Time Limited Manual Reservations

Author:Nick Coghlan
Status:Deferred
Target Release:TBD

Abstract

This proposal redesigns the current external watchdog mechanism, allowing it to be used even for systems that are not currently running a recipe. This new reservation timer is then used to offer time limited manual reservations.

To assist with voluntarily returning system loans, it is also proposed that the ability be added to indicate when reserving a system manually that the loan should also be returned when the reservation is returned.

Proposal deferral

Further work on this proposal is currently deferred, as the remote API improvements in Beaker 0.15 now allow greater control of Beaker systems from external services, and the ability to force recipe execution on Manual systems in Beaker 0.17 will further enhance that capability.

This proposal needs to be reassessed after further experience has been gained with the impact of those changes.

Recipe independent watchdog timers

A new “expiry_time” attribute will be added to reservation records.

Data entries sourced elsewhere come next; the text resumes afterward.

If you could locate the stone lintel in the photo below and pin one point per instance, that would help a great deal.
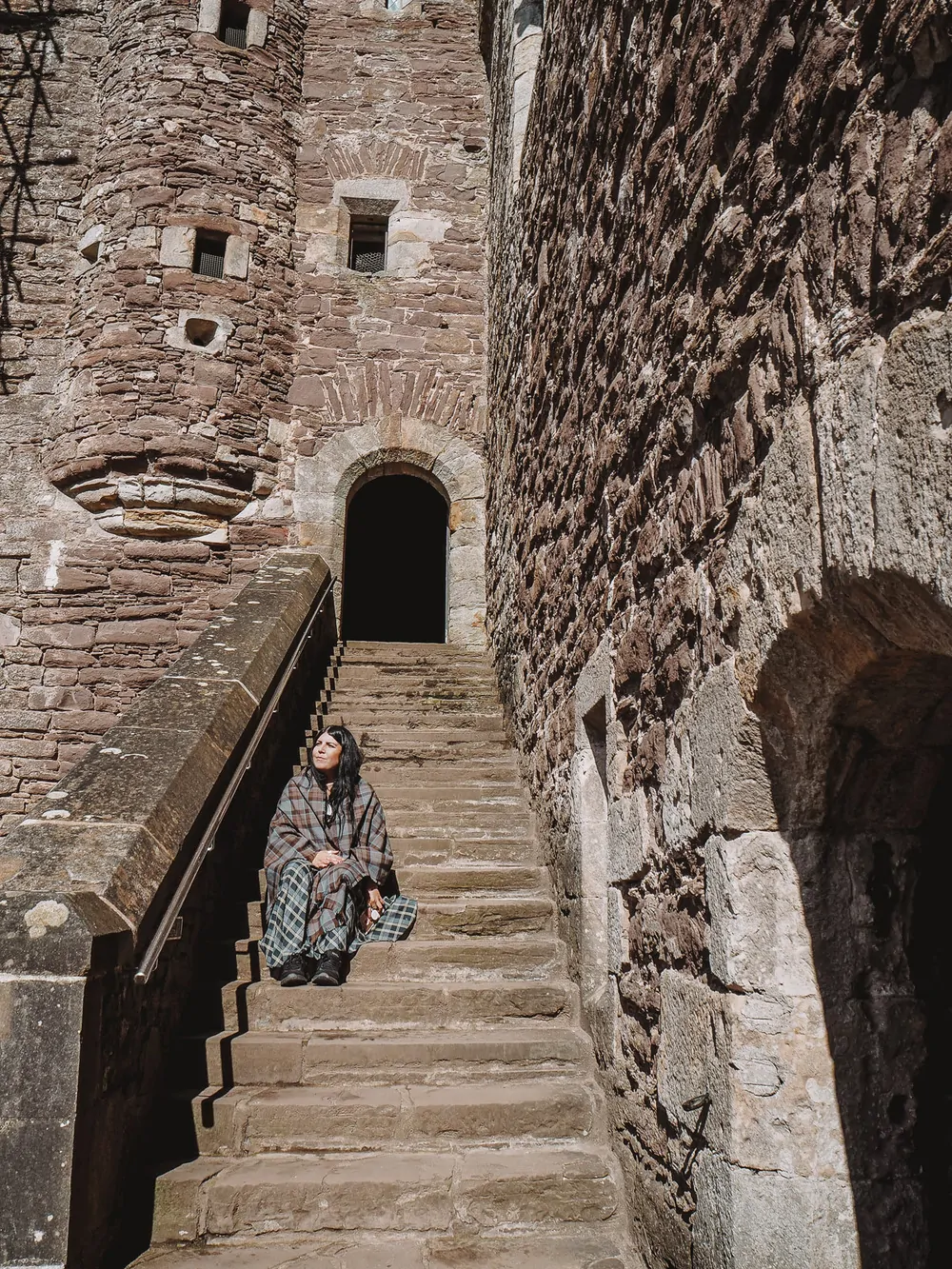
(83, 876)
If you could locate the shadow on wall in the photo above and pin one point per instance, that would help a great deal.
(27, 45)
(856, 707)
(395, 563)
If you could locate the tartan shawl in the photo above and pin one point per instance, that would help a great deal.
(303, 823)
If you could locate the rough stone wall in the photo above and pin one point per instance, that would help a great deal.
(394, 114)
(725, 266)
(143, 473)
(124, 121)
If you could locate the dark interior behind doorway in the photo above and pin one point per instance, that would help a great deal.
(395, 563)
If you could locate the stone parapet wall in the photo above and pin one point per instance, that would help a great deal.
(394, 117)
(136, 126)
(86, 879)
(723, 268)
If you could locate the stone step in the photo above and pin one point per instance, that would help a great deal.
(362, 717)
(269, 1196)
(493, 770)
(588, 1249)
(398, 795)
(479, 822)
(253, 1120)
(384, 648)
(418, 664)
(449, 882)
(491, 917)
(419, 960)
(391, 1005)
(452, 697)
(426, 1056)
(472, 881)
(461, 850)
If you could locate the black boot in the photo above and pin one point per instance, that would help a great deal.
(329, 970)
(296, 971)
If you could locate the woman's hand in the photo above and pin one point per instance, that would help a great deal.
(375, 903)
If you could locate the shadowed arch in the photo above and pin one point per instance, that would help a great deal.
(327, 483)
(856, 709)
(395, 561)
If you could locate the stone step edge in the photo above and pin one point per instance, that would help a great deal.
(590, 1249)
(403, 1117)
(387, 1055)
(457, 1180)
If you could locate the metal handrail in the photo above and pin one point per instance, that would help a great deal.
(208, 842)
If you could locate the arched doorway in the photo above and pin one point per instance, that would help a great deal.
(395, 563)
(859, 742)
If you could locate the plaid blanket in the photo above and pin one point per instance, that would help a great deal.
(318, 909)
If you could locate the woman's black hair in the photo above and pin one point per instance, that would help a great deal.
(348, 770)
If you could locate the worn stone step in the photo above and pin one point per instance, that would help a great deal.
(277, 1195)
(452, 697)
(426, 1056)
(433, 852)
(588, 1249)
(417, 960)
(448, 881)
(448, 751)
(478, 917)
(402, 1004)
(472, 823)
(250, 1120)
(418, 664)
(362, 720)
(384, 648)
(448, 797)
(486, 770)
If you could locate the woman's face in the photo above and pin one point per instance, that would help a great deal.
(326, 754)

The existing “kill_time” attribute on external watchdog records will be replaced with a reference to the appropriate reservation.

For reservations made through the job scheduler, very little will change. Wherever the kill time for the watchdog would previously have been set or modified, the expiry time on the reservation will be updated instead. The details of the currently running task and subtask will still be recorded on the watchdog and the beaker-watchdog daemon on the lab controller will still be responsible for monitoring for an expired watchdog and aborting the recipe as appropriate.

For reservations made directly through the web UI, the web UI will be updated to allow specification of a duration when taking the system. The default will continue to be no time limit, but if a time limit is requested, then the default will be 24 hours (configurable as a global Beaker server setting). If a time limit is requested, then the reservation expiry date will be set appropriately.

While a reservation is active, the reserving user may extend it through the web UI or the bkr CLI, as well as using the extendtesttime.sh script on the reserved system (if that script is installed, as it is by the /distribution/reservesys task).

The reserving user may also return the system early, either by cancelling the job (for an automatic reservation), or explicitly (for a manual reservation). The return2beaker.sh script can also be called from the reserved system (if that script is installed, as it is by the /distribution/reservesys task).

While the beaker-watchdog daemons on the individual lab controllers will continue to handle reservation expiry for systems executing recipes, the Beaker scheduling daemon will periodically check for expired manual reservations and automatically return them.

Automatically returning loans

When reserving a system, a user will be able to choose to automatically return a loan. If this option is specified, then when the reservation is returned, the active system loan will also be returned.

As long as the reservation remains in effect, the user with the loan and linked reservation will be able to edit this setting.

This will be stored as a new return_loan attribute on each reservation.

(also see #651477)

User interface proposals

Web UI

TBD

Command line

TBD

Rejected features

  • Moving responsibility for watchdog expiry from the lab controller to the main server even for systems in Automated mode (as doing so would break the existing ability to execute watchdog script on the lab controller)
  • Removing the watchdog table (as doing so would require more invasive changes that aren’t needed to achieve the aims of this proposal)
  • Allowing the now deferred reservesys element to be specified at the job level, since it isn’t clear how that would work when recipe sets are run at different times.
  • Having “onpass” default to false in the now deferred reservesys element. While this is desirable in some respects, having different defaults for one of the items is difficult to document clearly.